Et l’Equateur dans tout ça ?
« Le programme ONU-REDD a entrepris une mission de prospection conjointe en Équateur avec la coopération allemande au développement, qui a abouti à la révision des efforts de REDD+ de l’Équateur et l’identification des domaines qui bénéficieront à l’avenir du soutien du Programme ONU-REDD. Depuis lors, l’Équateur a mené plusieurs consultations multipartites et achevé une série d’études. Le pays a également continué de mettre en œuvre le programme “Socio Bosque” (lien vers texte App 9) et de tester les paiements REDD+ et les systèmes de partage des avantages », présentait en juillet dernier un rapport de l’ONU.

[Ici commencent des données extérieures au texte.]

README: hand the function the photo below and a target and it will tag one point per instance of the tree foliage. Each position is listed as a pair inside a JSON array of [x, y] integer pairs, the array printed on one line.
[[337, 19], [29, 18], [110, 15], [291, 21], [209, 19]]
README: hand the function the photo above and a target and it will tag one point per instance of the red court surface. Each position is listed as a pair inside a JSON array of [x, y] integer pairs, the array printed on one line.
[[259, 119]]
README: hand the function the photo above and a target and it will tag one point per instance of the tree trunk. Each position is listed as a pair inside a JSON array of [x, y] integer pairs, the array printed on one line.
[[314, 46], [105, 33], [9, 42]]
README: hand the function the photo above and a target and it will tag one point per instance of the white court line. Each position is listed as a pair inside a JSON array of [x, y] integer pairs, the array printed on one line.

Bientôt parmi les heureux élus ? Pas si sûr, car il n’y a pas consensus autour du mécanisme dans le pays andin. La Confédération des nationalités indigènes de l’Amazonie équatorienne refusait en 2009 toute négociation autour du REDD car, selon elle, « toute politique ou activité extractive ou de négociation sur les forêts et la diversité biologique dans nos territoires ancestraux aura des implications inimaginables, dont l’extinction de l’identité des Nations ancestrales et la perte du contrôle et de la gestion de nos territoires qui seront gérés par l’État, par des pays étrangers, par des entreprises transnationales, par des négociateurs de REDD ou par des commerçants en carbone. Le tout apportera une misère, une famine et une pauvreté extrême jamais vues auparavant, comme il arrive aujourd’hui à nos frères indigènes de l’Amazonie septentrionale de l’Équateur en raison d’intérêts géopolitiques, économiques et commerciaux. »
Florian Kunckler – Octobre 2011
[1] CARAMEL Laurence, in Le Monde, Mauvais génie de la forêt, Paris, édition du 8 avril 2011, P. 3.